Table 5 Evaluated OMD, ME, NEl and SCFA by in vitro gas production results

 

OMD: organic matter digestibility (%); ME: metabolizable energy (MJ kg-1 DM); NEl: net energy of lactation (MJ kg-1 DM) and SCFA: short chain fatty acid (mmol 200 mg-1 DM).

The means within the same column with at least one common letter, do not have significant difference (P>0.05).

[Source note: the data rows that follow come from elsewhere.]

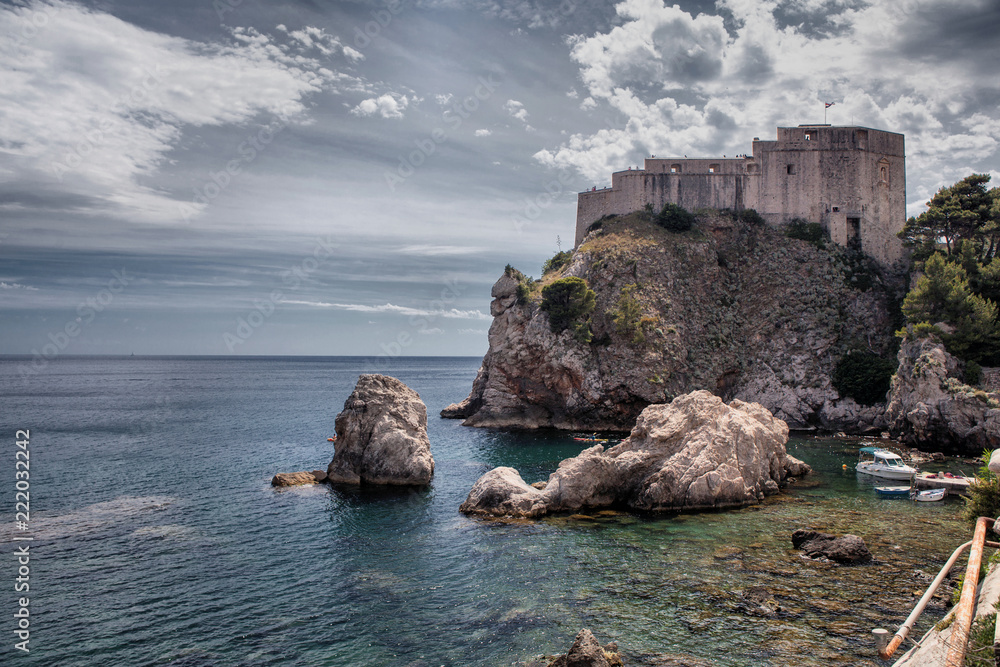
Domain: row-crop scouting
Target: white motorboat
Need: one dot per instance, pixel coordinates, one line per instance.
(883, 463)
(930, 495)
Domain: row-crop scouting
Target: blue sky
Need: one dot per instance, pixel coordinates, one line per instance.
(352, 177)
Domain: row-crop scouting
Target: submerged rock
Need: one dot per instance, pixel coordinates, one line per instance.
(297, 478)
(588, 652)
(848, 549)
(696, 452)
(382, 436)
(929, 405)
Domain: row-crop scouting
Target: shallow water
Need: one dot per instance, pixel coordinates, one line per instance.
(159, 540)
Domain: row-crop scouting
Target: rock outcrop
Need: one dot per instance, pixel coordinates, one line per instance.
(740, 311)
(382, 436)
(930, 406)
(695, 453)
(298, 478)
(847, 549)
(588, 652)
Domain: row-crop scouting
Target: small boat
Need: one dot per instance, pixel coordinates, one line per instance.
(892, 491)
(929, 496)
(883, 463)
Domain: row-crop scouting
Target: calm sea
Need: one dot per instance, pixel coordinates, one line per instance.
(159, 541)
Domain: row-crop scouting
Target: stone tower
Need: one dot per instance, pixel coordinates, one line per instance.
(851, 180)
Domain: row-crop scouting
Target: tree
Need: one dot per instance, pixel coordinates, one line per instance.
(965, 211)
(943, 295)
(569, 302)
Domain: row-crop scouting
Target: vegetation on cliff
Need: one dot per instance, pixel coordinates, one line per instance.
(955, 243)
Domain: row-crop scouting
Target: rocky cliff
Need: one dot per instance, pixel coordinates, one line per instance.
(735, 309)
(930, 405)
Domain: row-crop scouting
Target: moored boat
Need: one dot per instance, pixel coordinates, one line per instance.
(883, 463)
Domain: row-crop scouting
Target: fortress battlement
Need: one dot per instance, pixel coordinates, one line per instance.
(851, 180)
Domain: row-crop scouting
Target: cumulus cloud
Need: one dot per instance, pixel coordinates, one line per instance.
(92, 104)
(702, 84)
(389, 105)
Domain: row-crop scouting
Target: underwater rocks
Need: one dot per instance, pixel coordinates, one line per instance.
(929, 406)
(298, 478)
(382, 436)
(588, 652)
(846, 549)
(696, 452)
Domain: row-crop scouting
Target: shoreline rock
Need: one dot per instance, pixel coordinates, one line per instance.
(695, 453)
(846, 549)
(382, 436)
(929, 406)
(283, 479)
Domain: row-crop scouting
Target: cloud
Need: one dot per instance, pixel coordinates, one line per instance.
(451, 314)
(93, 105)
(389, 105)
(516, 110)
(702, 84)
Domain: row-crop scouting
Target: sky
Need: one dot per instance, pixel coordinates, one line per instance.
(241, 177)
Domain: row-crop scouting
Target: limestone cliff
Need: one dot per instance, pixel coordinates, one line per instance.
(930, 406)
(738, 310)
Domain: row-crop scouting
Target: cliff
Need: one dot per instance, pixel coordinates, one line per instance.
(736, 309)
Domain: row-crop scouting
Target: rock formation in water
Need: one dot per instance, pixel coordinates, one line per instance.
(738, 310)
(298, 478)
(695, 453)
(930, 406)
(588, 652)
(382, 436)
(848, 549)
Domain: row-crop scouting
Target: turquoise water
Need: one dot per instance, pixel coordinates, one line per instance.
(158, 540)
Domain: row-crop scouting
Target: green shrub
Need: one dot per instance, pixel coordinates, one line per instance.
(863, 376)
(810, 232)
(627, 315)
(675, 218)
(973, 373)
(569, 302)
(984, 493)
(557, 261)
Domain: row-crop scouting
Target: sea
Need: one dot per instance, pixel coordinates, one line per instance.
(157, 539)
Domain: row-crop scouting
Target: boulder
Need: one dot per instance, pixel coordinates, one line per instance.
(588, 652)
(382, 436)
(929, 405)
(848, 549)
(297, 478)
(696, 452)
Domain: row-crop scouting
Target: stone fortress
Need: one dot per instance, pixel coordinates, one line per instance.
(851, 180)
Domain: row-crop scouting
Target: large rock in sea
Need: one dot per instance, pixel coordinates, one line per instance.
(588, 652)
(382, 436)
(848, 549)
(696, 452)
(930, 406)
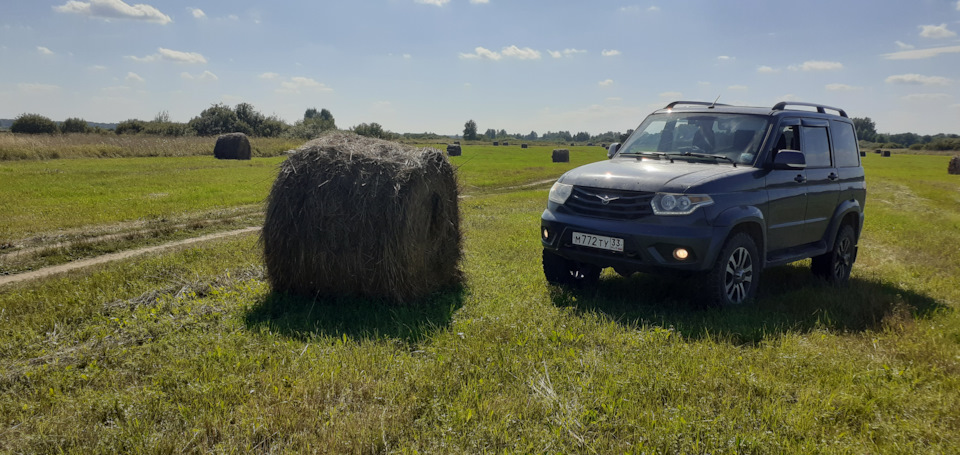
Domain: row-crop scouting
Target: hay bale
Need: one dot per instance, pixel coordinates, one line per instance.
(954, 166)
(232, 146)
(561, 156)
(362, 217)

SEM: standard error of the means.

 

Due to the low ADF content in the compost, the DM degradability of the compost was expected to be higher than that obtained, but due to the high amount of crude ash in (Table 1), the DM degradability of the compost was lower than the other experiment feeds. The outflow rates of 0.02, 0.05, and 0.08 per hour reduced effective DM degradability with increasing exit rates. Even so, mushroom stem had the highest effective degradability at all passage speeds indicating that mushroom stem can also be used in high-yield livestock diets with high levels of DM intake.

 

Estimated metabolizable energy, net energy of lactation, digestible organic matter, and short-chain fatty acids

Estimated parameters of gas production for instance ME, NEl, OMD, and SCFAs are shown in Table 5. The compost contained the highest OMD (based on DM %) with no statistical differences despite the numerical differences in this parameter between the compost and mushroom stem. Alfalfa showed the least amount of OMD compared to the other experiment feeds. The calculated ME (MJ/kg DM) was significantly different among the three feeds, with values of 8.01, 7.15, and 4.70 for the mushroom stem, alfalfa, and compost, respectively. ME values of 9.7 and 7.7 MJ/kg DM were found for alfalfa and mushroom stem, respectively (Yousefi, 2016) and 8.00 MJ/kg DM for mushroom residue (Marino et al. 2010). Since some values such as gas production at 24 h plus CP and fat were used in ME prediction formula, a change in each of these elements can be expected differences result in calculated ME. NEl calculated for the stem, alfalfa, and compost contained 4.82, 4.02, and 2.29 MJ/kg DM, respectively. A value of 15.5 MJ obtained for full flowering alfalfa with 15 percent protein in dairy NRC (2001) is higher than that of this research. According to the NRC (2001) report on dairy cows, NDF is on average less digestible compared to non-fibrous carbohydrates; therefore, NDF concentration in feeds or diets is negatively correlated with the energy concentration. The NDF chemical composition (cellulose, hemicellulose, and lignin ratios) affects NDF digestibility. Thus, feeds and diets with similar NDF concentrations do not necessarily have the same NEl concentrations, and some feeds or diets with high NDF may contain higher NEl than those with lower NDF concentrations. The calculated SCFAs (mmol/200 mg DM) were significantly different between the three treatments of mushroom stem (0.78), alfalfa (0.68), and compost (0.28).

 

CONCLUSION

Evaluation of nutritional compositions of white mushroom stem, ME and NEl values, DOM levels, and DM and CP digestibility, demonstrates that this byproduct has higher nutritional value than late flowering alfalfa. Hence, it can be used in ruminant diet at a lower price than alfalfa due to its availability in different parts of the country.

 

ACKNOWLEDGEMENT

The authors gratefully acknowledge the financial support for this work that was provided by University of Tabriz.